The simulation results are available in
Table 1,
Table 2,
Table 3 and
Table 4. The results from the simulation study offer a comprehensive view of how different regression estimators perform under varying conditions of multicollinearity and noise levels. The comparison includes the traditional least squares method (LSM), ridge regression (RR), principal components ridge regression (PCRR), average least squares method-centered penalized regression (ALPR), and the novel principal component average least squares method-centered penalized regression (PCALPR). Under moderate to strong multicollinearity scenarios (ρ = 0.8 to ρ = 0.99), the PCALPR estimator consistently outperformed the other estimators in terms of mean squared error (MSE). This indicates a superior capability in accurately estimating the regression coefficients, which directly contributes to better model prediction accuracy. However, as the multicollinearity level is severe, i.e., when ρ = 0.999, other estimators compete favorably.
A key observation is a significant deterioration in the performance of the LSM as the level of multicollinearity increases, illustrating the well-known vulnerability of ordinary least squares to collinear predictors. This highlights the necessity for alternative estimation techniques in practical applications where predictors are often correlated to some degree.
Both RR and PCRR showed improvements over LSM, affirming the value of penalization and dimensionality reduction techniques in mitigating multicollinearity effects. However, the standout performance of ALPR and PCALPR underscores the effectiveness of centering the penalization around a more robust estimate than ordinary least squares, particularly under high multicollinearity.
PCALPR’s edge over ALPR in almost all scenarios suggests that the integration of principal component analysis not only helps in addressing multicollinearity by reducing the dimensionality of the predictor space but also enhances the penalization strategy by focusing on the most informative components of the predictors.

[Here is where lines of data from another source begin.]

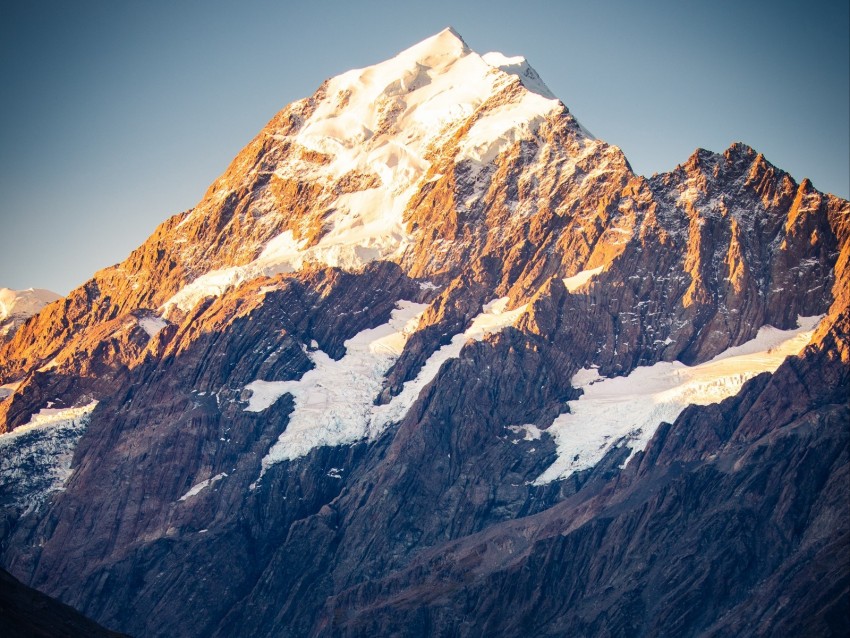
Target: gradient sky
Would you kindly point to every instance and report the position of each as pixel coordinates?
(115, 115)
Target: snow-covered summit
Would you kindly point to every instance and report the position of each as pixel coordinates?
(24, 303)
(365, 143)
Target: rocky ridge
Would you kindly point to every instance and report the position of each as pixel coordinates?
(440, 516)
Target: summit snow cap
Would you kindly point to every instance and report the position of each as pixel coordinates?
(377, 131)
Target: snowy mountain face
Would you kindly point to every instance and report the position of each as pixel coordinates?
(16, 306)
(422, 361)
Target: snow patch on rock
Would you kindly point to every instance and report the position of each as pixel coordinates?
(334, 402)
(628, 410)
(35, 459)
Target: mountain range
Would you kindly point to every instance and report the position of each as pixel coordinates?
(430, 359)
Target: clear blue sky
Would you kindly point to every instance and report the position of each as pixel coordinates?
(115, 115)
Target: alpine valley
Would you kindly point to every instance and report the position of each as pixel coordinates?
(429, 359)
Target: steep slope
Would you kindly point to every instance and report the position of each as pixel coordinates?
(25, 613)
(16, 306)
(347, 389)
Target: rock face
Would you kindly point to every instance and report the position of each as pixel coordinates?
(26, 613)
(354, 391)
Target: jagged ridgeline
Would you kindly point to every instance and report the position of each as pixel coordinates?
(429, 359)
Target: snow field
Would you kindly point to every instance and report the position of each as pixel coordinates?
(35, 459)
(628, 410)
(334, 401)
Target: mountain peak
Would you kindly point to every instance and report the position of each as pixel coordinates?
(438, 49)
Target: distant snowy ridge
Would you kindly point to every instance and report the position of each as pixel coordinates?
(334, 402)
(18, 305)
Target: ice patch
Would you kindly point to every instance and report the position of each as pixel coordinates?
(628, 410)
(35, 459)
(196, 489)
(8, 389)
(152, 325)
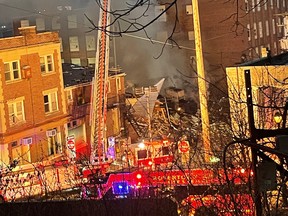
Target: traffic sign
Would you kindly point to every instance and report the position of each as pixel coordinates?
(183, 146)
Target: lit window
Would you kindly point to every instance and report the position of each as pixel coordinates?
(259, 5)
(253, 5)
(260, 29)
(61, 44)
(162, 35)
(90, 42)
(74, 44)
(255, 30)
(56, 22)
(72, 21)
(189, 9)
(12, 71)
(24, 23)
(267, 28)
(16, 111)
(54, 146)
(248, 32)
(191, 35)
(273, 26)
(50, 102)
(19, 154)
(158, 10)
(118, 83)
(76, 61)
(46, 64)
(91, 62)
(40, 24)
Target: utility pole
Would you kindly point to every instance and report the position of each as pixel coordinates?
(254, 152)
(201, 84)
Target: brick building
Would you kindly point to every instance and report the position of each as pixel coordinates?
(78, 85)
(33, 109)
(78, 42)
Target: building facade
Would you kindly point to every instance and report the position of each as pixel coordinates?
(78, 42)
(33, 111)
(78, 82)
(269, 92)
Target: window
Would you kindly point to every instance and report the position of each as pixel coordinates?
(269, 97)
(40, 24)
(19, 154)
(246, 6)
(46, 64)
(191, 35)
(253, 5)
(158, 10)
(142, 154)
(255, 30)
(162, 35)
(16, 111)
(24, 23)
(61, 44)
(248, 32)
(118, 83)
(74, 44)
(189, 9)
(90, 42)
(108, 86)
(56, 22)
(12, 71)
(69, 96)
(72, 21)
(259, 5)
(267, 27)
(76, 61)
(54, 146)
(273, 26)
(50, 102)
(91, 62)
(260, 29)
(271, 3)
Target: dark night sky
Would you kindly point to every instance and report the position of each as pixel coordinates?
(135, 56)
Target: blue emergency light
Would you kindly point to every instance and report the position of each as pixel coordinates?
(120, 188)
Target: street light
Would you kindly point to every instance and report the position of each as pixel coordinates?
(277, 118)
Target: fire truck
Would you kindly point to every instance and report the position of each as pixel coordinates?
(151, 172)
(195, 189)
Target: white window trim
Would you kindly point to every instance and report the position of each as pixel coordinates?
(13, 120)
(72, 21)
(49, 103)
(46, 64)
(118, 83)
(12, 70)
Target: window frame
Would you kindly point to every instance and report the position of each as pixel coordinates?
(49, 105)
(47, 64)
(12, 71)
(16, 114)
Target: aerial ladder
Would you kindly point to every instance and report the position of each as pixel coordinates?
(99, 88)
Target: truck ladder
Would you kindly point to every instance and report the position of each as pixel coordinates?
(99, 97)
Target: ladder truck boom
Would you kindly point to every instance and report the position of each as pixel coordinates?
(99, 95)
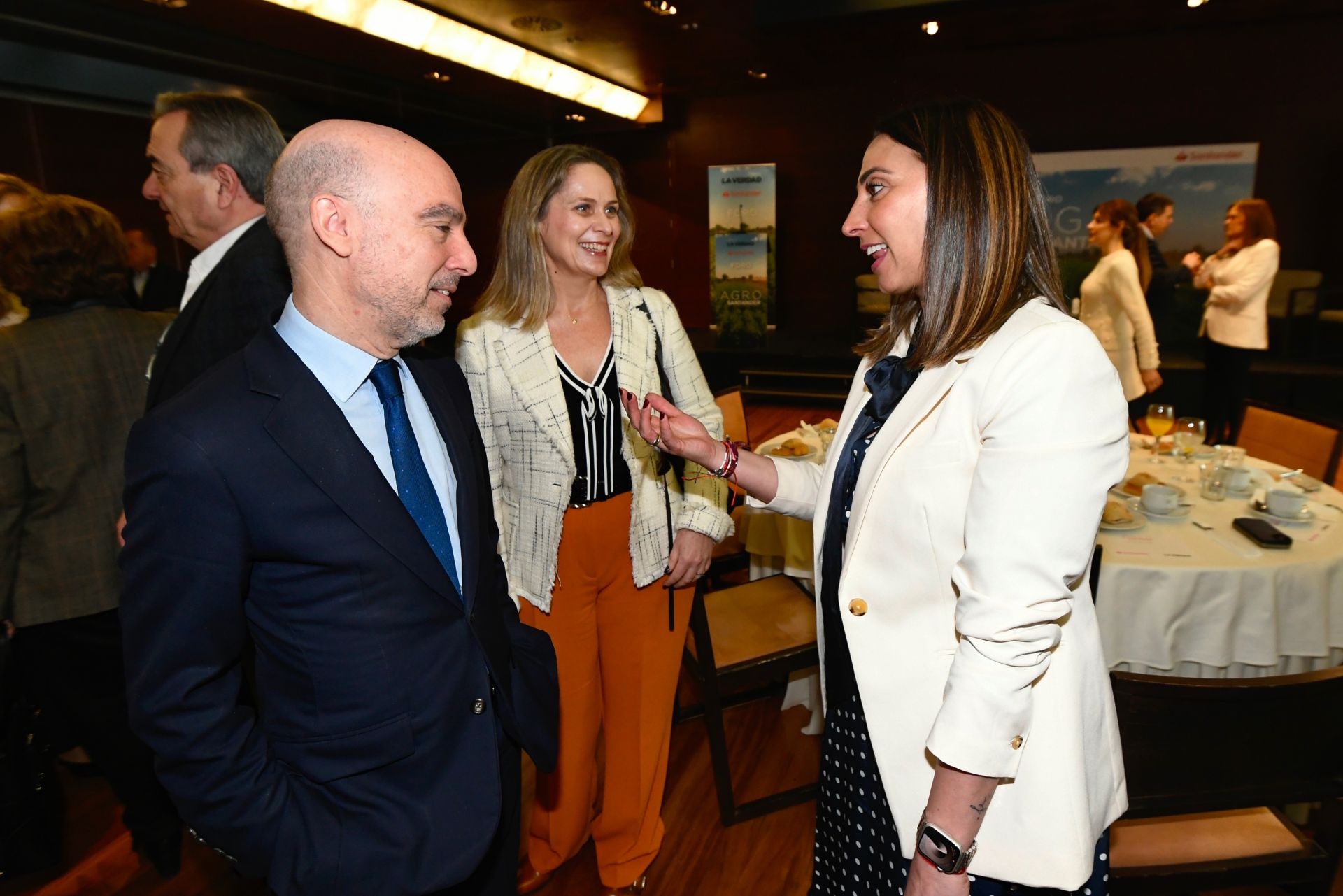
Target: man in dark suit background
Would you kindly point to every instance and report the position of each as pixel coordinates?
(328, 500)
(208, 159)
(1156, 215)
(152, 287)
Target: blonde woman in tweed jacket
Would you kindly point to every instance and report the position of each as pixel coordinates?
(583, 513)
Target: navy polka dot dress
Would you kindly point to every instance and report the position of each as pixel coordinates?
(857, 849)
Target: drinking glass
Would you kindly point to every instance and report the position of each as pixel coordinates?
(1160, 418)
(1191, 433)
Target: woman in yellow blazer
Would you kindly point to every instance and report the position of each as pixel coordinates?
(955, 516)
(592, 534)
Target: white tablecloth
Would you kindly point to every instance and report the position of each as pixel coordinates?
(1174, 599)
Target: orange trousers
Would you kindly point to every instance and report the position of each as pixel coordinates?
(618, 667)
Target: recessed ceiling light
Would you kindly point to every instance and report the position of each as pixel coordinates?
(418, 27)
(537, 23)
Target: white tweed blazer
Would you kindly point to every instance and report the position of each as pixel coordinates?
(525, 426)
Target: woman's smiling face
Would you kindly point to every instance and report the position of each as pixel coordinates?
(890, 213)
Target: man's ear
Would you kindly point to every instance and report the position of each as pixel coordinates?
(229, 188)
(332, 220)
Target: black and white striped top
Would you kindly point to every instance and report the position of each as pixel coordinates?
(595, 421)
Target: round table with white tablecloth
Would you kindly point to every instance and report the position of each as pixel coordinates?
(1175, 598)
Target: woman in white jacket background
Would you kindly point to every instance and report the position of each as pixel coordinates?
(955, 519)
(1114, 301)
(1239, 278)
(592, 531)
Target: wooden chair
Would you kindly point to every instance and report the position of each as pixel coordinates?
(741, 639)
(1288, 439)
(1229, 751)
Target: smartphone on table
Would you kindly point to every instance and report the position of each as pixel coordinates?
(1261, 532)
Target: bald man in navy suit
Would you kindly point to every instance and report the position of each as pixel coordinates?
(325, 500)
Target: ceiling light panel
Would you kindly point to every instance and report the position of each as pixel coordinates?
(420, 29)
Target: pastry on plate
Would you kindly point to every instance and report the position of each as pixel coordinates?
(1116, 513)
(1135, 484)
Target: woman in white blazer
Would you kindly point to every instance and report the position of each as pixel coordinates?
(955, 518)
(1114, 301)
(1239, 278)
(592, 534)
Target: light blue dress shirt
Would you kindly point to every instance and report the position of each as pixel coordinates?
(343, 371)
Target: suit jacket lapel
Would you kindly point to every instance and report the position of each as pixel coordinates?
(632, 335)
(531, 370)
(313, 432)
(454, 423)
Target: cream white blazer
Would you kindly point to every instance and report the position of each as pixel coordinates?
(1115, 309)
(524, 422)
(970, 538)
(1237, 300)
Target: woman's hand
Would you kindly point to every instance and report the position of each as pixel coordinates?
(925, 880)
(673, 432)
(690, 555)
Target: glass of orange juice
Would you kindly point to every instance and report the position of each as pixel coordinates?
(1160, 418)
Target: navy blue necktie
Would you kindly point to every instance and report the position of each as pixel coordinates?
(413, 483)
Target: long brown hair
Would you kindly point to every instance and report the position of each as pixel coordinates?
(986, 243)
(520, 287)
(62, 250)
(1121, 213)
(1259, 220)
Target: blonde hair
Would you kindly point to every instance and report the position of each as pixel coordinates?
(520, 289)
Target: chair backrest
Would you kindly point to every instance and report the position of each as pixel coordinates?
(734, 414)
(1280, 293)
(1207, 744)
(1291, 439)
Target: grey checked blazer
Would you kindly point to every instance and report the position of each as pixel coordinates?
(70, 387)
(525, 425)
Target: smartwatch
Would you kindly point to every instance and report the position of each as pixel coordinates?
(940, 849)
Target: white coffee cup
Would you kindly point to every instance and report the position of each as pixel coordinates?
(1159, 499)
(1239, 478)
(1286, 504)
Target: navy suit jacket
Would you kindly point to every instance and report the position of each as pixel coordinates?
(257, 516)
(241, 296)
(1165, 278)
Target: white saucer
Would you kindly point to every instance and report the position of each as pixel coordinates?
(1178, 513)
(1307, 515)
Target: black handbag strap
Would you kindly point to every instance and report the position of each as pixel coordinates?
(664, 461)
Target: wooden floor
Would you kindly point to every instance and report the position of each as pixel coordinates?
(769, 856)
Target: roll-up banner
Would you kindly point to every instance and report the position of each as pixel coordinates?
(741, 252)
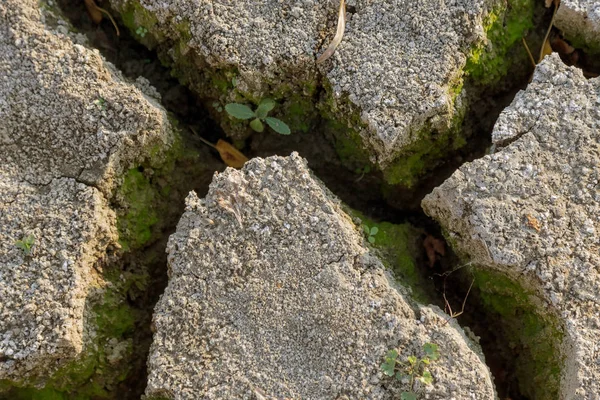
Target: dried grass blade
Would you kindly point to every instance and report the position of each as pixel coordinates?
(339, 34)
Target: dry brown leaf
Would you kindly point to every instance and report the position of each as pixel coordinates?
(433, 248)
(93, 11)
(533, 222)
(230, 155)
(546, 50)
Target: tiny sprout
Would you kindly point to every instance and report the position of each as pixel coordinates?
(100, 103)
(242, 111)
(413, 369)
(217, 106)
(141, 31)
(371, 232)
(26, 244)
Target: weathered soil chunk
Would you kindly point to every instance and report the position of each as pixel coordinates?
(392, 85)
(531, 211)
(69, 127)
(273, 294)
(43, 294)
(580, 21)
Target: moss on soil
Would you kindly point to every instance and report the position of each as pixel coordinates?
(398, 247)
(105, 361)
(504, 26)
(532, 332)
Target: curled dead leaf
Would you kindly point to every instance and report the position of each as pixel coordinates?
(433, 248)
(230, 155)
(533, 223)
(93, 11)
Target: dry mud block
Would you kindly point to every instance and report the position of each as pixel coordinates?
(272, 294)
(395, 82)
(530, 212)
(69, 127)
(580, 21)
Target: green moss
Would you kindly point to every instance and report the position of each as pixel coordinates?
(135, 16)
(92, 375)
(397, 244)
(425, 153)
(135, 226)
(489, 62)
(533, 333)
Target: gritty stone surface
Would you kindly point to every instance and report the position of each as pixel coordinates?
(64, 111)
(580, 19)
(396, 67)
(399, 63)
(532, 209)
(43, 294)
(272, 294)
(69, 125)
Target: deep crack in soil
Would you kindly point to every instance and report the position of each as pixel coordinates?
(363, 193)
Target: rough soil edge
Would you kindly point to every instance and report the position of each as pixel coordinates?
(487, 65)
(108, 356)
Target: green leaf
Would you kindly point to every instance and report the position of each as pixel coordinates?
(257, 125)
(26, 244)
(391, 354)
(264, 107)
(432, 350)
(426, 378)
(239, 111)
(408, 396)
(388, 366)
(278, 125)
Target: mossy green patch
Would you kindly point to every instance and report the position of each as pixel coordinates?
(104, 362)
(533, 332)
(504, 26)
(425, 153)
(135, 16)
(135, 226)
(397, 244)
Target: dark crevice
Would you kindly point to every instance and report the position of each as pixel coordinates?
(362, 192)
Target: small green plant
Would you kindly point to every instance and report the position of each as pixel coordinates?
(242, 111)
(362, 171)
(217, 106)
(371, 232)
(413, 368)
(100, 103)
(26, 244)
(141, 31)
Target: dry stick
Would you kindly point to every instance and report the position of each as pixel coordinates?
(338, 34)
(452, 314)
(528, 52)
(548, 32)
(92, 3)
(202, 139)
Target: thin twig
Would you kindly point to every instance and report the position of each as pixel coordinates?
(548, 32)
(206, 142)
(339, 34)
(528, 52)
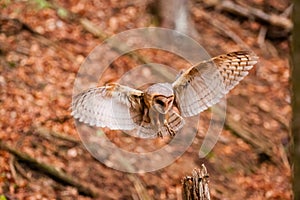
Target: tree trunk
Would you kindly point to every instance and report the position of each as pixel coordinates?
(296, 99)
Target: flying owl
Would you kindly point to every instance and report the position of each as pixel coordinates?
(159, 109)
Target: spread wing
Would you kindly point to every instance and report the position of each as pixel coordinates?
(205, 83)
(113, 106)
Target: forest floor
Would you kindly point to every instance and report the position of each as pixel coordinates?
(42, 45)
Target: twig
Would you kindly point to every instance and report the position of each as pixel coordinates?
(49, 170)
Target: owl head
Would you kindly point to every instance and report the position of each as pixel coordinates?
(160, 97)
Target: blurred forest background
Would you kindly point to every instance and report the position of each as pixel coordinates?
(43, 43)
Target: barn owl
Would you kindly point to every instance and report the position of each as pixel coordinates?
(160, 109)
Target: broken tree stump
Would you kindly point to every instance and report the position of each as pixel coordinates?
(195, 187)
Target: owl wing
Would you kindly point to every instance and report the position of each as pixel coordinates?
(205, 83)
(113, 106)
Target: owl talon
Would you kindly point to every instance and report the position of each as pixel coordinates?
(170, 130)
(159, 134)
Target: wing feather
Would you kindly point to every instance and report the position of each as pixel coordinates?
(109, 106)
(205, 83)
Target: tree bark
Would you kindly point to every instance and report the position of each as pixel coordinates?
(296, 99)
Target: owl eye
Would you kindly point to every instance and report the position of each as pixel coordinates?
(160, 102)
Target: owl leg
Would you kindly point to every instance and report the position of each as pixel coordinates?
(169, 129)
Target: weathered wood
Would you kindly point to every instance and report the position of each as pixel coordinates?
(195, 187)
(296, 99)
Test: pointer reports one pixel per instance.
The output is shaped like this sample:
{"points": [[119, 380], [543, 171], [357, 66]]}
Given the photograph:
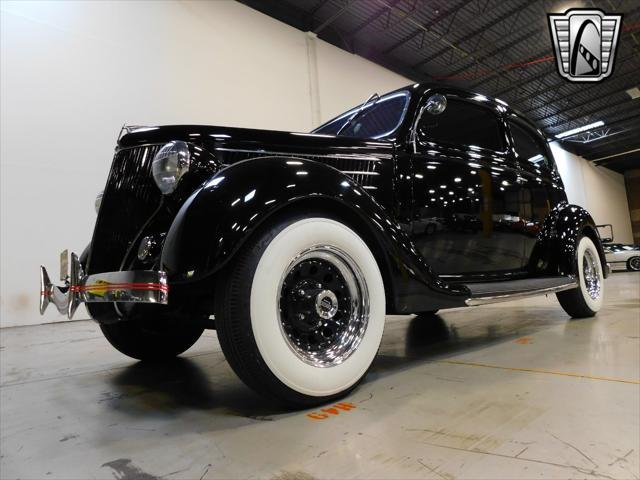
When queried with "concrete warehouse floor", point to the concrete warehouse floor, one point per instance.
{"points": [[513, 390]]}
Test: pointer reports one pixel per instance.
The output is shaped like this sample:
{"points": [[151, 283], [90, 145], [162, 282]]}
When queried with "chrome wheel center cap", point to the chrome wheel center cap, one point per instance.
{"points": [[326, 304]]}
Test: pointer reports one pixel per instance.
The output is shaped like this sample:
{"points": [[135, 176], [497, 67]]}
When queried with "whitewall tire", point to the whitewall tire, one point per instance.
{"points": [[301, 314], [587, 299]]}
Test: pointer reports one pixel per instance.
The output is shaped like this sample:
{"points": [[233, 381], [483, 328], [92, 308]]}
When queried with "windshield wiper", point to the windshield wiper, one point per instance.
{"points": [[373, 98]]}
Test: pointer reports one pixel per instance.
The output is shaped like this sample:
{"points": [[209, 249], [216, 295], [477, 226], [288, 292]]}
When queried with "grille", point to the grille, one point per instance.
{"points": [[130, 198]]}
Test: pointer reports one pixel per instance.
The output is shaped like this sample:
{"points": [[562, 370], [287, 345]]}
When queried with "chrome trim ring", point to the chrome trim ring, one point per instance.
{"points": [[591, 274], [323, 306]]}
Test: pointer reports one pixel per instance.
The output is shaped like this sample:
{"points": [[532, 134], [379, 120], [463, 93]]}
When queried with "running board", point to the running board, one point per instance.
{"points": [[494, 292]]}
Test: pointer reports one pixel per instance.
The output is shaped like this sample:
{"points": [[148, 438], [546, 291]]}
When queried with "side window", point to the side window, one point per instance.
{"points": [[463, 123], [528, 148], [379, 120]]}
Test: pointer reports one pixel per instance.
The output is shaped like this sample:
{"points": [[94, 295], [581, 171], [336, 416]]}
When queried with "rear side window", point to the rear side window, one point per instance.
{"points": [[463, 123], [378, 119], [528, 147]]}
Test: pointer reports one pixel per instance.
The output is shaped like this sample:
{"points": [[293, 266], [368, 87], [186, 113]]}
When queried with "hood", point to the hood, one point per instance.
{"points": [[274, 141]]}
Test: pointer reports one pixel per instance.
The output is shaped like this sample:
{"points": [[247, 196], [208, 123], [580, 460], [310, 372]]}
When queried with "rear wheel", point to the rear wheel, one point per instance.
{"points": [[634, 264], [151, 339], [300, 314], [587, 299]]}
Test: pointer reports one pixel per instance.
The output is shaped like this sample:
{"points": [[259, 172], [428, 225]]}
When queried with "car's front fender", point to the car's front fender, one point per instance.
{"points": [[217, 219]]}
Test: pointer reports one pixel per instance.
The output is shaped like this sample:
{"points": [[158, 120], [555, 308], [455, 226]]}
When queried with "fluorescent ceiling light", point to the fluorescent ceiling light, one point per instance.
{"points": [[573, 131]]}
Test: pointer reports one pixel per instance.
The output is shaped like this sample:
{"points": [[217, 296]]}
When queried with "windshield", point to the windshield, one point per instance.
{"points": [[378, 119]]}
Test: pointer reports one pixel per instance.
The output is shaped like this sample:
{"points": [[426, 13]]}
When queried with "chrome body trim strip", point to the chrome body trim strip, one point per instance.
{"points": [[474, 301], [373, 158], [139, 286]]}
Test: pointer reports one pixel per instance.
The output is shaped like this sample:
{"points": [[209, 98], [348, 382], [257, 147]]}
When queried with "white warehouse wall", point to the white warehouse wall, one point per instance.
{"points": [[73, 72], [600, 191]]}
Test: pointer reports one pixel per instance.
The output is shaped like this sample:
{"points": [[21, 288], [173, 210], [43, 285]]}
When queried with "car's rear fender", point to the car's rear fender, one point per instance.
{"points": [[217, 220]]}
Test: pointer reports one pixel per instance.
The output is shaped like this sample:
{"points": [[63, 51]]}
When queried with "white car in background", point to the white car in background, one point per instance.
{"points": [[622, 257]]}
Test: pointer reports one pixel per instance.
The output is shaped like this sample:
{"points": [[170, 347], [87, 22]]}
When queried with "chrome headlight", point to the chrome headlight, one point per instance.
{"points": [[169, 165], [99, 201]]}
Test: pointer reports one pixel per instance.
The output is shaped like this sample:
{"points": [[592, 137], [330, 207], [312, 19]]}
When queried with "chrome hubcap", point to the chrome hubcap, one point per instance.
{"points": [[591, 274], [324, 306]]}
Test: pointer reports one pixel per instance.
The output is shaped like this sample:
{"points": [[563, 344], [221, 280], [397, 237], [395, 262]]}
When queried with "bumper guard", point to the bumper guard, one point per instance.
{"points": [[139, 286]]}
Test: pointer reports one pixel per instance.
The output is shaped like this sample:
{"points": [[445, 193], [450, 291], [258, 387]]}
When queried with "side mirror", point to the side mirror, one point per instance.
{"points": [[436, 104]]}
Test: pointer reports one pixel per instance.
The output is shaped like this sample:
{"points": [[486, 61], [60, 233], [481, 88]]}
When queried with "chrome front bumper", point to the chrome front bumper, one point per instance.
{"points": [[140, 286]]}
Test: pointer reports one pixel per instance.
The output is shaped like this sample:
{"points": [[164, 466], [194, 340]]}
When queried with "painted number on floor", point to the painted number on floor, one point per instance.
{"points": [[331, 411]]}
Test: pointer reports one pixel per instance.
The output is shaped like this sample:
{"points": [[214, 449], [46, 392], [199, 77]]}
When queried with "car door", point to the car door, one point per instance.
{"points": [[465, 196], [538, 181]]}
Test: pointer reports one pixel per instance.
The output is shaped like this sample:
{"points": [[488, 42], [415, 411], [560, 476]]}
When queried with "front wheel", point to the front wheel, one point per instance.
{"points": [[633, 264], [300, 314], [587, 299]]}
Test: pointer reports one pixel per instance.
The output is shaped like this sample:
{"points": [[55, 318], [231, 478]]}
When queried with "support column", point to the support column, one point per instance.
{"points": [[314, 83], [632, 183]]}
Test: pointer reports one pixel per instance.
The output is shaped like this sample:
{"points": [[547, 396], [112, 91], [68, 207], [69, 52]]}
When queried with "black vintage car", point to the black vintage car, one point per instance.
{"points": [[294, 246]]}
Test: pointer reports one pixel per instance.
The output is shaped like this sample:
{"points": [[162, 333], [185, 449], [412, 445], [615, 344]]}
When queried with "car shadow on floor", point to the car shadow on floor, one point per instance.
{"points": [[185, 384], [205, 381]]}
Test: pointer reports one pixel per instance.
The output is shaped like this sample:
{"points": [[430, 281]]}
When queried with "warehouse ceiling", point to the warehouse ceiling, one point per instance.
{"points": [[495, 47]]}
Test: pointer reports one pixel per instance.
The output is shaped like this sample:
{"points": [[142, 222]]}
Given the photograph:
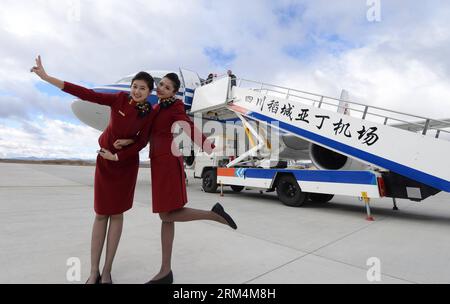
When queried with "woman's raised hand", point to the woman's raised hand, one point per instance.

When examining the impact of different noise levels (σ
2 = 25 vs. σ
2 = 100), it is evident that all estimators perform worse as noise increases, as expected. However, the relative performance rankings remain roughly consistent, with PCALPR maintaining its superiority. This resilience to increased noise levels further supports the robustness of the proposed method. The mean squared error and prediction mean squared error decrease as the sample size increases, as demonstrated in
Figure 1,
Figure 2,
Figure 3 and
Figure 4.
The findings from this study suggest that PCALPR is a highly promising approach for handling multicollinearity in linear regression models, particularly in situations where predictors have high multicollinearity and when the model is subjected to significant noise. The method not only leverages the strengths of penalized regression techniques to reduce the bias introduced by multicollinearity but also capitalizes on the dimensionality reduction capability of principal component analysis to focus the model estimation on the most relevant information contained within the predictor variables.